Mayor James A. Young said the bids were rejected because it would bring an additional cost to the city because the insurance funds were utilized to repair fencing and lighting at the park which were also destroyed by the tornado.

"We were floored by the costs," Young said of the bids, noting that the project was not abandoned and the bids could be addressed again at the board's next meeting on Feb. 5.

Park Commissioner David Vowell said his board did not make a recommendation to the Mayor and Board of Aldermen in regards to the bids.

He said the park commission would possibly address the log cabin project at its Feb. 12 meeting.

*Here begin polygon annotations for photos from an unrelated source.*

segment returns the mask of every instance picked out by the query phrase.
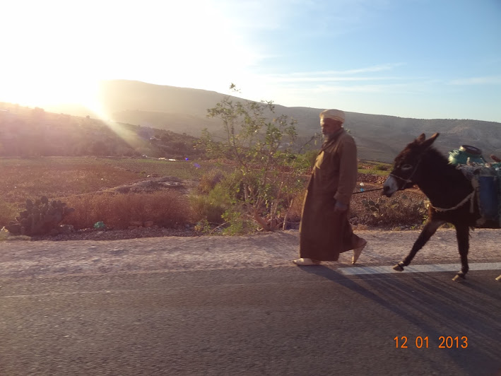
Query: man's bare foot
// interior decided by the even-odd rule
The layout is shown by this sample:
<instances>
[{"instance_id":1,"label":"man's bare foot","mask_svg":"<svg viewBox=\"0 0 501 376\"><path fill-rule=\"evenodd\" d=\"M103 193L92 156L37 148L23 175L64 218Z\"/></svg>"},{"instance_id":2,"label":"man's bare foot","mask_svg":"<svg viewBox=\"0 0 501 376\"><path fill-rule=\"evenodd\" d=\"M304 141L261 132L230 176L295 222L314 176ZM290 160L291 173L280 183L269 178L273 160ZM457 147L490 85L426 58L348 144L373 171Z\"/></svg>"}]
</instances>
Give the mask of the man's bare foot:
<instances>
[{"instance_id":1,"label":"man's bare foot","mask_svg":"<svg viewBox=\"0 0 501 376\"><path fill-rule=\"evenodd\" d=\"M321 262L313 259L307 259L301 257L300 259L297 259L297 260L293 260L293 262L296 265L299 265L300 266L305 266L307 265L319 265Z\"/></svg>"}]
</instances>

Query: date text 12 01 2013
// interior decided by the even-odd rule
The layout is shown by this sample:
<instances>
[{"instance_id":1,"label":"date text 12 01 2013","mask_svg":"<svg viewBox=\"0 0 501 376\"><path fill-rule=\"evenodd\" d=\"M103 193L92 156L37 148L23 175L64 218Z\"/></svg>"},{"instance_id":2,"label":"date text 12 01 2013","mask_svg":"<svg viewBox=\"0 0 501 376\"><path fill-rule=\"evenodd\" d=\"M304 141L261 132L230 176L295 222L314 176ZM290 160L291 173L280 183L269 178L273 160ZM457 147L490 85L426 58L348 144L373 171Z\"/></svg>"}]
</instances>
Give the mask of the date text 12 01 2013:
<instances>
[{"instance_id":1,"label":"date text 12 01 2013","mask_svg":"<svg viewBox=\"0 0 501 376\"><path fill-rule=\"evenodd\" d=\"M413 339L414 339L413 341ZM396 336L393 340L395 341L396 348L408 348L409 347L428 348L430 345L428 336L425 337L418 336L415 339L410 339L406 336L401 336L400 337ZM440 336L438 337L437 345L438 348L466 348L468 347L468 337L466 336L462 337L459 336L455 337Z\"/></svg>"}]
</instances>

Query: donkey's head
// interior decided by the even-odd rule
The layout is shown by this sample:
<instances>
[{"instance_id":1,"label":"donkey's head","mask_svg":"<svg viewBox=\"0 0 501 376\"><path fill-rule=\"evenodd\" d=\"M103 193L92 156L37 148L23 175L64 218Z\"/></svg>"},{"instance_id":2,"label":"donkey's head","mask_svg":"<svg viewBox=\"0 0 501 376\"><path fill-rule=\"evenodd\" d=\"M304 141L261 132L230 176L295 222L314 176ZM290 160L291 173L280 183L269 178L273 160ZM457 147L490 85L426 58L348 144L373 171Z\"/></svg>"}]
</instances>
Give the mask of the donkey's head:
<instances>
[{"instance_id":1,"label":"donkey's head","mask_svg":"<svg viewBox=\"0 0 501 376\"><path fill-rule=\"evenodd\" d=\"M415 177L423 155L438 135L435 133L427 140L423 133L400 152L395 158L393 170L384 181L383 194L391 197L396 191L410 188L416 183Z\"/></svg>"}]
</instances>

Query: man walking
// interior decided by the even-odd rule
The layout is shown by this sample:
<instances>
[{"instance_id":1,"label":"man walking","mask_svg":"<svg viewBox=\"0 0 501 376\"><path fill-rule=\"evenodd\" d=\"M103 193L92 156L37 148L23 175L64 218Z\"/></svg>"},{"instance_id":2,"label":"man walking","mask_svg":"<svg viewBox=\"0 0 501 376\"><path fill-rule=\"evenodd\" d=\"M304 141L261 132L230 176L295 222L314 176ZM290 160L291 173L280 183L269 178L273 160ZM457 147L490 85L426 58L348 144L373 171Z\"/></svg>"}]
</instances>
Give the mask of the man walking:
<instances>
[{"instance_id":1,"label":"man walking","mask_svg":"<svg viewBox=\"0 0 501 376\"><path fill-rule=\"evenodd\" d=\"M343 128L344 112L326 110L320 114L324 136L310 179L300 225L300 259L296 265L337 261L353 249L355 264L367 242L355 235L348 221L351 194L357 183L357 147Z\"/></svg>"}]
</instances>

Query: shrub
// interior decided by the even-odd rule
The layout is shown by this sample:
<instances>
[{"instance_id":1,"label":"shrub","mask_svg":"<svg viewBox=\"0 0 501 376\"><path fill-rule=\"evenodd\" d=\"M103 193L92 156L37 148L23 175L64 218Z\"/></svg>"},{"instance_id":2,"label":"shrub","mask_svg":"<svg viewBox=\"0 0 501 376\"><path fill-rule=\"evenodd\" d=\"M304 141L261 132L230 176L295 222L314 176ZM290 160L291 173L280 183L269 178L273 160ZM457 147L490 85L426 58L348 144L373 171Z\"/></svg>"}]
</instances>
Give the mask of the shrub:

Other bids received on the project were $208,000 from D & E Construction Company, $257,195 from W. G. Yates & Sons Construction Co, and $329,800 from Perry Construction Co. Each of those bids would also require an additional 8 percent architectural fee.

In the wake of the tornado, park officials were able to salvage the cabin's stone fireplace, floor and several logs, which made up the original walls, for use on the new structure.

The state Department of Archives and History approved an architectural design for the new structure last year.

Luke & Kaye Architects of Meridian designed the new cabin, which would resemble the original structure which was destroyed during an April 2011 tornado.

The new design calls for the cabin to be rebuilt using the original design with the exception of a handicap accessible ramp added to the front.

The log cabin was built in 1933 by the Civilian Conservation Corps for use as the public library.

When the collection outgrew the building, a new library was constructed in the 1970s and the cabin was later moved to the park where it was used as a community meeting place and a venue for birthday parties and family reunions.

The tornado touched down at the park and tore a 22-mile path to the Coy community, killing one, and went barreling on through Tuscaloosa, Ala., where there were more deaths.